During the 1991-2001 civil war, the rebel Revolutionary United Front (RUF)
has confirmed that it used a limited number of
landmines.[1] Sierra Leone is
not known to have produced or exported antipersonnel landmines. In February
2001, Sierra Leone acknowledged having a stockpile of 900 antipersonnel mines,
but there has been no more information revealed about the
stockpile.[2] Sierra
Leone’s deadline for destruction of its stockpile, except any retained for
training, is 1 October 2005.
Although Landmine Monitor has classified Sierra Leone as mine-affected, in
the words of one UN official, there is no real threat of landmines in the
country.[3] Most landmines used
during the civil war have been removed. Sierra Leone faces more danger from
unexploded ordnance (UXO) than
landmines.[4]
In 2002, there were no new landmine casualties reported in Sierra
Leone.[5] According to medical
records at the Military Hospital at Wilberforce, 45 people were killed and
eleven injured by landmines during the 1992-1997 civil
war.[6]
[1] Interview with Kenneth McCauley, former
Chief of Protocol for RUF President, Foday Sankoh, Freetown, 27 February
2002. [2] Sierra Leone acknowledged
having this stockpile during the Bamako Seminar on Landmines, Mali, February
2001, as reported in Landmine Monitor Report 2001, p.
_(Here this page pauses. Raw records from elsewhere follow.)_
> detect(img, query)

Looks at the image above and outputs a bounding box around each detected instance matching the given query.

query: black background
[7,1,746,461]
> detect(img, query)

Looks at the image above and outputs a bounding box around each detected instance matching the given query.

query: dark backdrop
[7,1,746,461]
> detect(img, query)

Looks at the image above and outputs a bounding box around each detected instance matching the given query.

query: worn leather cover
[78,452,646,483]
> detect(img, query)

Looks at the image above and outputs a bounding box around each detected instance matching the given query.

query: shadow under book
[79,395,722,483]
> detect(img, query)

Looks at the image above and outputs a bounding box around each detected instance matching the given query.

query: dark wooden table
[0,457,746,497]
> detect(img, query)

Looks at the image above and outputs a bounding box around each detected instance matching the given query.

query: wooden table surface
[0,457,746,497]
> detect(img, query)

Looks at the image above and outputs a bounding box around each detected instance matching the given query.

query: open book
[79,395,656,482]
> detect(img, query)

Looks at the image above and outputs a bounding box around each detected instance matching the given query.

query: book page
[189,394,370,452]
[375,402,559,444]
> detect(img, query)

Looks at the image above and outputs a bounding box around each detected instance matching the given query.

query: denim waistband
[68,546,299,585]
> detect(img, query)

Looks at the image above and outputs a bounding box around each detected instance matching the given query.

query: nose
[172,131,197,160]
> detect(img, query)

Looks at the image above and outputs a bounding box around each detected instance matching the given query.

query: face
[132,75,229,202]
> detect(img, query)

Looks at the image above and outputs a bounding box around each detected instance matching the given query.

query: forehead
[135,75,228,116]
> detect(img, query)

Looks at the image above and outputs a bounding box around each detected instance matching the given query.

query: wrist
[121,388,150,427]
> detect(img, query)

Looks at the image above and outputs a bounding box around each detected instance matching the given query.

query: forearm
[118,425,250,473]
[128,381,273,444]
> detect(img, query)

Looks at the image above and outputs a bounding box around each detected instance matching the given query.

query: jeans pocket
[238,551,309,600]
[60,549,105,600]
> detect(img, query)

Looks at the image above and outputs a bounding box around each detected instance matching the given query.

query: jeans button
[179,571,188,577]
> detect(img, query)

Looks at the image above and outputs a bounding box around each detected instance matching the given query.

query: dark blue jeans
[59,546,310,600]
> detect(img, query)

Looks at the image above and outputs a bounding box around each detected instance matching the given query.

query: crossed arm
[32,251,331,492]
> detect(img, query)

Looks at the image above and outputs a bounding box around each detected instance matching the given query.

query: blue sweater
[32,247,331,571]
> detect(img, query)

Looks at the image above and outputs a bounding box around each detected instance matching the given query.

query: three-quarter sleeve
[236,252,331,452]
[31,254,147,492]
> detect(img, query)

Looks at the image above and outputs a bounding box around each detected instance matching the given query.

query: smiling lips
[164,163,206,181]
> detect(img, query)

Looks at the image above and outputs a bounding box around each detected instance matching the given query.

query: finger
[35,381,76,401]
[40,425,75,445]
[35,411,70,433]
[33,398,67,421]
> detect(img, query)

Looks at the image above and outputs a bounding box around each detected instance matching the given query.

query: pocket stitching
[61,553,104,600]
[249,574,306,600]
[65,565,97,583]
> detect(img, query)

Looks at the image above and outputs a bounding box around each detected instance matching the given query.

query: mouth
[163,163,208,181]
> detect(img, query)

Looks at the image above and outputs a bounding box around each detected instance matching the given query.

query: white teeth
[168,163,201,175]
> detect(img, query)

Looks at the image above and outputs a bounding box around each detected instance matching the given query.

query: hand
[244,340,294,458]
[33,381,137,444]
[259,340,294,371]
144. [3] Interview with Major Aden,
UNAMSIL EOD Division, UNAMSIL Headquarters, Freetown, 25 February
2002. [4] Interview with Major Ahsan,
UNAMSIL EOD Division, UNAMSIL Headquarters, Freetown, 26 February
2002. [5] US Department of State,
“Country Reports on Human Rights Practices 2002: Sierra Leone,”
Bureau of Democracy, Human Rights, and Labor, Washington DC, 31 March 2003, at
www.state.gov. [6]
Landmine Monitor Report 2001, p. 145.